The Tripartite Advisory on Managing Excess Manpower and Responsible Retrenchment (“Advisory”) was updated by tripartite partners (comprising the Ministry of Manpower (“MOM”), the National Trade Union Congress and the Singapore National Employers Federation) partners on 17 October 2020. The Advisory, which provided further guidance on the conduct of retrenchment exercises in Singapore was last updated in March 2020, and introduced a list of cost-saving measures that employers should consider and adopt as an alternative to retrenchment. A summary of those measures are set out in our earlier article published on 5 May 2020.
Maintaining a strong Singaporean core
The Advisory was updated to emphasize the need for employers to maintain a strong Singaporean core in their businesses. The need to maintain a strong Singaporean core was previously mentioned in the Advisory but no specific guidelines were mentioned on how this could be achieved. The Advisory now broadly sets out three ways in which employers can help build up a Singaporean core in their businesses:
- Ensuring that retrenchments do not result in a reduced proportion of local employees;
- Putting in effort to transfer niche or business-critical skills from foreign employees to local employees; and
- If retrenchment exercises have been carried out, hiring locals when able to do so after business activities have picked up.
The above guidelines are complemented by the tightening of work pass requirements, and collectively, they seek to support employment opportunities for locals.
Conducting retrenchments responsibly and sensitively
A key message in the Advisory is the need for employers to implement retrenchment exercises in a responsible and sensitive manner. Prior to the October 2020 update, the following guidelines were included in the Advisory:
- The selection of employees for retrenchment should be conducted fairly based on objective criteria;
- Employers must comply with the Mandatory Retrenchment notifications requirement unless exempted and should consult the relevant unions as early as possible;
- Employers should inform employees of the intention to retrench (the “Communication”) early and before the public notice of retrenchment is given; and
- A longer notice period (as compared to a normal termination of employment) should be provided, if practicable.

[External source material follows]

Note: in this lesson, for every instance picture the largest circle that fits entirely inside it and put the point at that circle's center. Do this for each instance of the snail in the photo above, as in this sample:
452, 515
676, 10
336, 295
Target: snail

With effect from 17 October 2020, the Advisory states that it is mandatory for the contents of the Communication to include the following:
- Explanation on the employer’s efforts to manage business challenges and the business situation faced by the employer resulting in the need for a retrenchment exercise;
- Outline on how the retrenchment exercise will be carried out;
- Elaboration on the factors that will be considered by the employer; and
- Details on the assistance being offered by the employer to affected employees.
In addition to the above, the updated Advisory sets out a list of good practices that employers should consider when carrying out the retrenchment exercise. These good practices include:
- Providing a longer notice period (as compared with contractual or statutory requirements) where possible;
- Preparing managers responsible for notifying affected employees to ensure that they deliver the notice in a sensitive manner. In addition, the notification of retrenchment should be done in person unless it is impractical to do so;
- Ensuring that Human Resource personnel and union representatives (for unionised companies) are on site to take feedback and answer queries from affected employees. In addition, employers should maintain an open channel for affected employees to raise further questions;
- Providing affected employees with time and space to adjust to the news before requesting them to vacate their workplaces. For instance, affected employees should not be asked to leave their workplaces immediately or to be escorted out of the premises by security officers unless there are legitimate reasons to do so; and
- Being sensitive to the emotional needs of affected employees and offering counselling support if necessary.
Providing support to affected employees
The Advisory also states that employers should assist affected employees in moving on to new employment opportunities. In particular:
- Employees with at least 2 years of service are eligible for a retrenchment benefit whereas those with less than 2 years of service could be granted an ex-gratia payment. The quantum of the retrenchment benefit, if not stated in the collective agreement or employment contract, is to be negotiated, and the prevailing norm is to pay a sum between 2 weeks to 1 month of salary per year of service, subject to the financial position of the company and industry norm. If the employee’s salary was reduced shortly before the retrenchment exercise, the salary prior to the reduction should be used to compute the retrenchment benefit; and
- Employers should help affected employees look for alternative jobs and provide supporting documentation where relevant to facilitate the job search of the affected employees.
The updated Advisory further provides that employers should help local affected employees maintain or build up relevant skills by providing them with a post-retrenchment training package. As at the date of this article, the Advisory does not provide any recommendations on the quantum of such post-retrenchment training package and we will update this article as and when such information is available.
The recommendations and suggestions set out in the Advisory are summarised and consolidated into a checklist set out in Annex B of the Advisory, which employers may refer to when conducting retrenchment exercises. Whilst non-compliance with the Advisory may not constitute an offence or attract civil penalties, employers should note that MOM can take action against non-compliance with the Advisory, such as curtailing the work pass privileges of the relevant employer. In view of the foregoing, it is advisable that employers comply with the various recommendations set out in the Advisory when conducting retrenchment exercises.
Disclaimer: This update is provided to you for general information and should not be relied upon as legal advice.